Free education, expropriation without compensation, and the nationalisation of the South African Reserve Bank are key policy agendas for Cyril Ramaphosa’s ANC.

It is worth remembering that each one of these are EFF policies, once mocked and rejected by the ruling party but quickly adopted on the sly.

The ANC is aligning itself with EFF policies at a rate that alarms many on the centre-right spectrum of South Africa’s politics. Faced with the prospect of floating, disaffected voters, the ruling party’s imitation of EFF ideology proves just how strongly these ideas resonate with the majority of South Africans.

South Africa is crying out; the EFF takes time to listen

Our country’s majority don’t spend their weekends at the Waterfront or Melrose Arch. They have never seen the inside of a golf club or a day spa – unless they clean and service it for wealthy patrons.

With 40 percent of households lacking employment, they live at the mercy of an ANC government that is stumbling, almost blindly, in its attempt to provide basic services. Fiscal mismanagement and state capture are threatening the social welfare budget, which keeps millions of our people from dire poverty and possible starvation.

These are not merely dry statistics and arbitrary facts – they are the daily-lived experience of millions of our fellow citizens. We ignore their pain at our peril.

Julius Malema sparks the intellect and imagination of South Africa’s dispossessed with a fresh image of the future. Productive land, dignified households, and safe communities free from the scourge of crime and poverty are just some of the ingredients in the EFF’s proposed recipe for success.

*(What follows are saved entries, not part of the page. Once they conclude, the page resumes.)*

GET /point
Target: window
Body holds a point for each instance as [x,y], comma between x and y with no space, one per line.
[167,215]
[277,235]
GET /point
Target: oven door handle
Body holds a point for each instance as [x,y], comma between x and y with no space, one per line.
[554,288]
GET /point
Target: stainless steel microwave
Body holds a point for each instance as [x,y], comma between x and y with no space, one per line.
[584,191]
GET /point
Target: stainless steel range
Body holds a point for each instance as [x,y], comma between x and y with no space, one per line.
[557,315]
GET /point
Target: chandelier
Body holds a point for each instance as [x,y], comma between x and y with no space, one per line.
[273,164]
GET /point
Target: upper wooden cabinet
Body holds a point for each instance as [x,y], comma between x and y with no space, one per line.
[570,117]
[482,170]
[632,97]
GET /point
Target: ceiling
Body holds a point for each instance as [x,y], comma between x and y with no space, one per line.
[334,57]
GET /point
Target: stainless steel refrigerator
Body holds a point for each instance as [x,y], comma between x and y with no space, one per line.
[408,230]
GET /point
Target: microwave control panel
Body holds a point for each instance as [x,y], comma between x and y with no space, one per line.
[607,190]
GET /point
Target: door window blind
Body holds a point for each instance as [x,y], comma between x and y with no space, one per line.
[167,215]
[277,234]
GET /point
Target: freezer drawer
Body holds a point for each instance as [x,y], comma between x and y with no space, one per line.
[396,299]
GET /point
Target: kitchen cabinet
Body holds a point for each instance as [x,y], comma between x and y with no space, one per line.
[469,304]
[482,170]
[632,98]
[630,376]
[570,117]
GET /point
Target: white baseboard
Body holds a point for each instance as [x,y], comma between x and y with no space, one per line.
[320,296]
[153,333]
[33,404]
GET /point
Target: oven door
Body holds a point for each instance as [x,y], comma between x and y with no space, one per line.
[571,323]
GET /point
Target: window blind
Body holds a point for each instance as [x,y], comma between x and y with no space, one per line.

Self-sufficiency lies at the heart of Malema’s thinking, with local communities producing food and other goods for local consumption as part-owners of local enterprises. From a radical starting point – the expropriation of land – the EFF’s long-term vision sees South Africans taking responsibility for their own prosperity and freeing themselves from the indignity of unemployment and reliance on meagre social grants.

Is it any wonder that millions of South Africans might be willing to give their vote to the EFF, a party that promises to restore the land – that cherished possession that, once lost, marked the beginning of three oppressive centuries?

The practical implementation of EFF policy has been called impossible. Its policies have been criticised for coming straight out of failed states like Venezuela. Its leaders have sparked controversy, scuffled with police officers, been removed from Parliament by force and assaulted journalists.

On paper, the EFF looks like an idealistic, pie-in-the-sky party with little chance of implementing its policies. Yet its message excites millions of South Africans – including the ANC’s main voter base. 

Unlike most of us, the EFF speaks – and listens – to the majority of South Africans. Whether their mandate in the upcoming election will allow them to govern or not, their ideas are here to stay. It is time we got used to them.

 

*Pierre-Stephane Delpor is a South African writer, entrepreneur and cultural researcher.